Few studies have looked at the effect of mobile health technology to improve pregnancy outcomes. This trial was well designed with stratified randomization ensuring equal numbers of overweight and obese women in each group. Enrollment rates and prespecified sample sizes were also achieved. This study is also novel in its incorporation of mobile health technology and behavior change techniques in the intervention. We argue the adjustment for multiple testing for secondary and exploratory efficacy outcomes gives us more reassurance that the intervention effect on exercise and glycemic load is robust. We note that this interpretation of the adjusted P values is in contrast to a more traditional Bonferroni correction. The false discovery rate procedure enables one to take the unadjusted P<.05 level and inspect the adjusted P value as a direct estimate of the proportion expected to be false below that threshold given the number of tests conducted. Although not a solution for the multiplicity problem, this approach frames the problem for the reader and gives them more useful information with which to make a determination of “significance.” The primary limitation of the study is that dietary intake and exercise behaviors were self-reported and potentially subject to underreporting or overreporting. Also, the absence of access to a smartphone potentially excluded 30% of lesser affluent and able women. Additionally, we may have had a slightly different cohort and study results if early pregnancy screening for diabetes was performed. However, routine practice in many countries does not involve screening for diabetes early in pregnancy based on risk factors.
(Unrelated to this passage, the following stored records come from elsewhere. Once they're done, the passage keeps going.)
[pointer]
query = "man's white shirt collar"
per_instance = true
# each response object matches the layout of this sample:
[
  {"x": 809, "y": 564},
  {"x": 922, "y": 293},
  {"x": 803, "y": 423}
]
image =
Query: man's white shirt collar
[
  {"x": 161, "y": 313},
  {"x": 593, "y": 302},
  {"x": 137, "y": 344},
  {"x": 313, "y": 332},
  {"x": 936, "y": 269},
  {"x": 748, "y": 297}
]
Although this mobile health-supported intervention did not affect GDM rates, it did result in some maternal benefits. This study used mobile health technology to support a traditional face-to-face consultation and facilitated positive behavior change. The use of mobile health technology supporting a low glycemic index diet and physical activity intervention with routine antenatal care in at-risk women is a simple, safe, and effective measure to improve maternal exercise levels and improve dietary glycemic load.